A U.S. Treasury Department criminal task force alleged that the dispensary structured $102,713 in deposits in small amounts to skirt rules requiring financial establishments to report all deposits of $10,000 or more to the Internal Revenue Service. No charges have been filed since U.S. Magistrate Gregory G. Hollows approved a warrant to seize more than $80,000 from the dispensary's account. But the dispensary has faced additional pressure as Sacramento U.S. Attorney Benjamin Wagner sent out a notice threatening One Love's landlord with seizure of its property if marijuana sales continued on site.
"They have asked me to close down and … I think I have to," said Lino Catabran, the dispensary's founder. "The threat is huge."Catabran opened the dispensary after his former business at the same site – RV Brokers Inc. – closed due to the recession.
His RV business once had three Sacramento sales outlets and 40 employees with $15 million in annual sales. But in an interview after switching to a dispensary, Catabran said he was happy with his transition to the medical marijuana industry. "There is no service department. There is no warranty department.
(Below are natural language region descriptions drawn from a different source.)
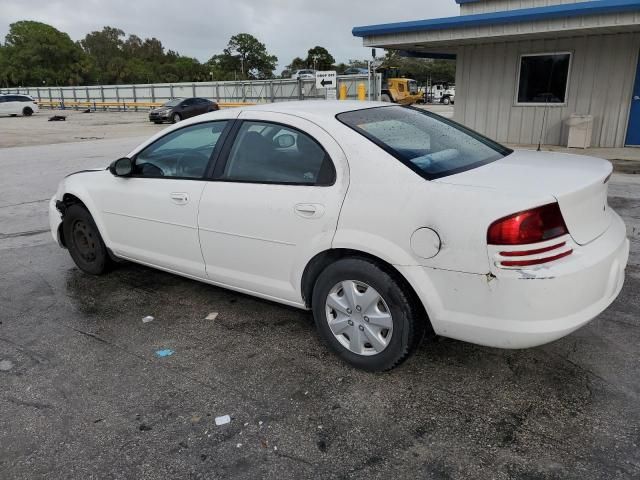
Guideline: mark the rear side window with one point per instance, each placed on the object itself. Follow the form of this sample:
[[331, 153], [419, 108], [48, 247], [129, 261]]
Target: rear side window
[[265, 152], [183, 153], [430, 145]]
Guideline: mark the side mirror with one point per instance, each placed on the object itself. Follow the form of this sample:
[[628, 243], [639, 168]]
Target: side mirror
[[123, 167], [285, 140]]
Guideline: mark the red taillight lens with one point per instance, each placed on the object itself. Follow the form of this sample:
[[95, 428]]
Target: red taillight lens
[[531, 226]]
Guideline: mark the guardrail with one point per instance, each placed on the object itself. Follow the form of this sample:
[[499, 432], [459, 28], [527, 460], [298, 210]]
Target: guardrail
[[225, 93], [136, 106]]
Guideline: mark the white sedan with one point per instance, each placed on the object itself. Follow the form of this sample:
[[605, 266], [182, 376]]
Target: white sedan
[[386, 221]]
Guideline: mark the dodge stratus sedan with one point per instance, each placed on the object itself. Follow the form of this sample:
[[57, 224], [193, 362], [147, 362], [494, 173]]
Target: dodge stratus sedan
[[387, 222]]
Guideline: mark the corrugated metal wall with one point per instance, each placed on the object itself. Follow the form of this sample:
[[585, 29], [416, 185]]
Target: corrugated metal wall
[[600, 84], [483, 6]]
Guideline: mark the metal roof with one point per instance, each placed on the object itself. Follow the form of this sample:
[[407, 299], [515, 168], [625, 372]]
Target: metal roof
[[594, 7]]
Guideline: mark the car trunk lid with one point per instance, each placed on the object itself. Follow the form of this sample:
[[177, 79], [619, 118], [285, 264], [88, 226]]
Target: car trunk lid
[[577, 182]]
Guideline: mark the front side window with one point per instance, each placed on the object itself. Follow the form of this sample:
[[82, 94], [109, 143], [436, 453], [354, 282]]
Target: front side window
[[430, 145], [543, 78], [266, 152], [183, 153]]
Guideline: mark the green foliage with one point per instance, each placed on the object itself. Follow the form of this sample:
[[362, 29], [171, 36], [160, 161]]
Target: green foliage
[[35, 54], [319, 58]]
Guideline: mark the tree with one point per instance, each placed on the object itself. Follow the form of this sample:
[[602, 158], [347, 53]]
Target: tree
[[252, 57], [319, 58], [422, 69], [35, 53], [106, 50]]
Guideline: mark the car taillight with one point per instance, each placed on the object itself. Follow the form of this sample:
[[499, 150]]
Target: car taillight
[[530, 226]]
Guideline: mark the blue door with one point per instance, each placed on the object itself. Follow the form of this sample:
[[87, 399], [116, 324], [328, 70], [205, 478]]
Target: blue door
[[633, 131]]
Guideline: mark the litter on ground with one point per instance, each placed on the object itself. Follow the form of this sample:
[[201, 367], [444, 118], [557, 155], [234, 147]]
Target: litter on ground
[[164, 353], [5, 365], [223, 420]]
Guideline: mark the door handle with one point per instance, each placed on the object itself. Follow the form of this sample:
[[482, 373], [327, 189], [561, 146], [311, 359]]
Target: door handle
[[179, 198], [309, 210]]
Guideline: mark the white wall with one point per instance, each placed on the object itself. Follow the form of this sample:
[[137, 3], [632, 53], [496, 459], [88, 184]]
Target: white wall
[[601, 80]]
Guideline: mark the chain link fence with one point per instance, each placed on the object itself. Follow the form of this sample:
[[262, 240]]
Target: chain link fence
[[248, 91]]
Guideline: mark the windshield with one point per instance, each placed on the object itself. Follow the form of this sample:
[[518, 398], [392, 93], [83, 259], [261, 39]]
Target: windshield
[[430, 145]]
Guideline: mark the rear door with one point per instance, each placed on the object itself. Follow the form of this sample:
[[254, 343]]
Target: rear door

And there are very few unhappy customers," he said.
One Love Wellness said in a news release Thursday that more than 20 employees will lose their jobs. The establishment said it has paid $227,611 in state sales taxes through November, as well as $49,470 to the city of Sacramento under a local 4 percent gross receipts tax on medical marijuana that went into effect in July.
The city suspended permit applications for marijuana stores in the wake of federal actions targeting the marijuana industry in California, but it has allowed some existing dispensaries to stay in business.
About two dozen of them remain open with the city limits. Enforcement actions in Sacramento County, where supervisors asserted that marijuana stores weren't permitted in unincorporated communities, forced the closure of nearly 100 dispensaries.